Она не понимала, что, хотя Кэтрин лично ничего против нее не имела, а наоборот, жалела бедняжку, любовь Мэри к Майклу не могла быть по душе этой даме. Молодые люди принадлежали к разным классам. Для Анны это не имело значения, но Кэтрин, воспитанная при дворе, не могла примириться с подобным.

Скучая по внуку, Кэтрин все же полагала, что его отъезд сыграл свою положительную роль. Иначе он мог бы попасть в ловушку и совершить непоправимую ошибку, женившись на этой особе, сожалея потом об этом всю жизнь. Живя за границей, он повзрослеет и помудреет, а вернувшись, поймет, что Мэри ему не пара.

Сбережения Мэри увеличивались крайне медленно, так как в эти трудные времена женщины предпочитали чинить и штопать свою одежду вместо того, чтобы шить новую. Кэтрин не нужны были платья, у нее имелся целый гардероб дорогой одежды, а Анна продолжала носить траур, попеременно надевая четыре платья, купленные в Чичестере после смерти мужа. Служанки тоже делали себе обновы реже, чем прежде.
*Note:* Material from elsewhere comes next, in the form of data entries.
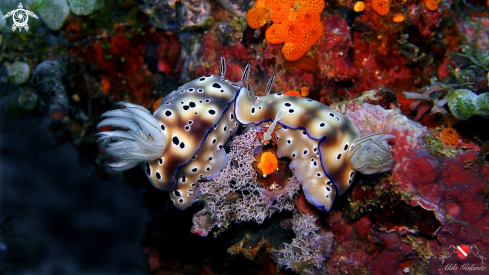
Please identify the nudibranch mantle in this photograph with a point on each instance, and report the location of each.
(182, 142)
(333, 132)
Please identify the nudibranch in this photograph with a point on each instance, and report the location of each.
(324, 146)
(182, 142)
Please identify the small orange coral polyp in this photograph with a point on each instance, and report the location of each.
(449, 136)
(304, 91)
(292, 93)
(256, 18)
(268, 163)
(381, 7)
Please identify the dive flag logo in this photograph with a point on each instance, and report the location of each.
(462, 251)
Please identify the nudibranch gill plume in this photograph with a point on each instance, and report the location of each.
(182, 143)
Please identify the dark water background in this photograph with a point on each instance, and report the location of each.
(57, 216)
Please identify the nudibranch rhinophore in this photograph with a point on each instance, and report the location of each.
(182, 142)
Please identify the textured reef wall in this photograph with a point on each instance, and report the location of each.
(414, 69)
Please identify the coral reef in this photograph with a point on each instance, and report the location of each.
(236, 196)
(417, 70)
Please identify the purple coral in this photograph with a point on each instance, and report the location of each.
(235, 195)
(309, 250)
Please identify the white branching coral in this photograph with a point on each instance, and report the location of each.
(235, 195)
(372, 154)
(309, 250)
(140, 140)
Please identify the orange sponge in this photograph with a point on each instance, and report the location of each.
(275, 34)
(268, 163)
(312, 34)
(381, 7)
(278, 11)
(449, 136)
(292, 52)
(308, 16)
(431, 5)
(259, 4)
(293, 31)
(316, 5)
(256, 18)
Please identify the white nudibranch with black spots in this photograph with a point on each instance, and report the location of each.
(182, 142)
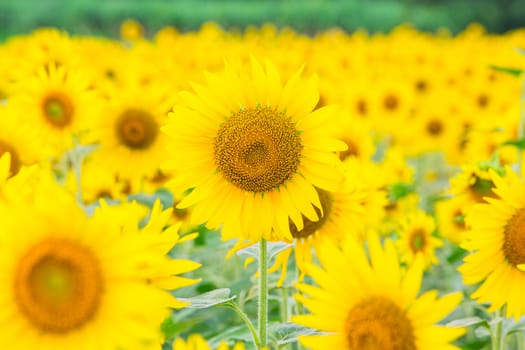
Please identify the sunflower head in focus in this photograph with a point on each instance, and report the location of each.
(495, 242)
(382, 311)
(252, 151)
(70, 280)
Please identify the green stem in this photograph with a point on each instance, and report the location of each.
(263, 294)
(521, 126)
(520, 341)
(498, 338)
(284, 305)
(233, 305)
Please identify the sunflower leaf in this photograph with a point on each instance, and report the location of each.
(286, 333)
(512, 71)
(208, 299)
(253, 251)
(165, 197)
(468, 321)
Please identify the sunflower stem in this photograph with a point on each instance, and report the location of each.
(521, 126)
(284, 305)
(263, 294)
(498, 341)
(233, 305)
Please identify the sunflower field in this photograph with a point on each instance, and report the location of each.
(262, 188)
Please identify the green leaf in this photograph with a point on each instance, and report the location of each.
(165, 197)
(520, 144)
(468, 321)
(285, 333)
(512, 71)
(399, 190)
(239, 333)
(273, 249)
(214, 297)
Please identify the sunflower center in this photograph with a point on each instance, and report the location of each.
(58, 110)
(435, 127)
(378, 323)
(514, 238)
(15, 164)
(58, 285)
(258, 149)
(310, 227)
(352, 150)
(137, 129)
(417, 240)
(391, 102)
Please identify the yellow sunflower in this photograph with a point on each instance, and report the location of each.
(128, 132)
(417, 237)
(253, 151)
(197, 342)
(72, 281)
(382, 311)
(58, 104)
(495, 241)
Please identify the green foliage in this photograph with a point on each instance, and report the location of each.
(104, 17)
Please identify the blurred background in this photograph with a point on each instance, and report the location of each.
(103, 17)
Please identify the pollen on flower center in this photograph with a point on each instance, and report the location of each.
(311, 226)
(15, 163)
(58, 285)
(58, 110)
(514, 236)
(258, 149)
(379, 323)
(136, 129)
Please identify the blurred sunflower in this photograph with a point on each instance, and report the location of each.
(382, 311)
(58, 103)
(70, 281)
(253, 151)
(495, 242)
(416, 237)
(131, 144)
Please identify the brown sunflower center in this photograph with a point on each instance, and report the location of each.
(391, 102)
(361, 107)
(310, 227)
(378, 323)
(58, 285)
(514, 238)
(15, 164)
(435, 127)
(58, 110)
(258, 149)
(418, 240)
(136, 129)
(352, 150)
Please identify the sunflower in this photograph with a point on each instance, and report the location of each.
(495, 242)
(381, 311)
(197, 342)
(131, 144)
(253, 151)
(416, 237)
(58, 104)
(352, 211)
(451, 218)
(18, 139)
(72, 281)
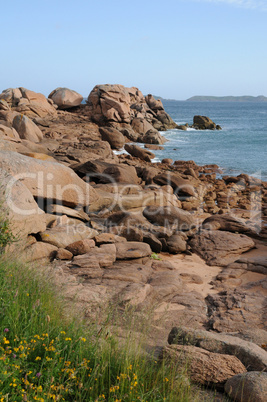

В одном из сундуков, покрытым покрывалом, вышитым крестом в елизаветинском стиле, хранились великолепные ткани. Первоначально там держали восточные шелка, тонкие материи, которые Нед привозил домой из заморских стран, но впоследствии Кэтрин стала складывать туда роскошные ткани, которые покупала себе на платья. Анна поступала так же, послушно соблюдая те правила, которых придерживались в Сазерлее. Однако крышку сундука давно уже не открывали из страха, что в эти трудные времена не удается купить материю такого же качества, которая может понадобиться, когда Мэри, а впоследствии и Джулия, станут выходить замуж.

Мэри в основном занималась тем, что удлиняла платья Джулии, которая росла не по дням, а по часам. Она обычно пользовалась всякими обрезками, оставшимися от платьев Кэтрин и Анны. Девушка сшивала их незаметными швами. Анна хотела бы, чтобы использовали ее ленты, но в новой пуританской Англии украшения не поощрялись. Женщин, появляющихся в роскошных платьях, считали шлюхами. Случалось, что на утицах в них кидали навозом. В результате этого красивые ленты, над которыми трудилась Анна, складывались в сундуки, ибо мать не хотела, чтобы ее невинная дочь подвергалась оскорблениям. Ее собственные платья, которые она перестала носить после смерти мужа, можно было бы в случае нужды перешить. Так и случилось, когда Мэри немного пополнела и ее одежда стала ей тесновата — девушке разрешили взять одно из этих платьев и переделать его на свой лад.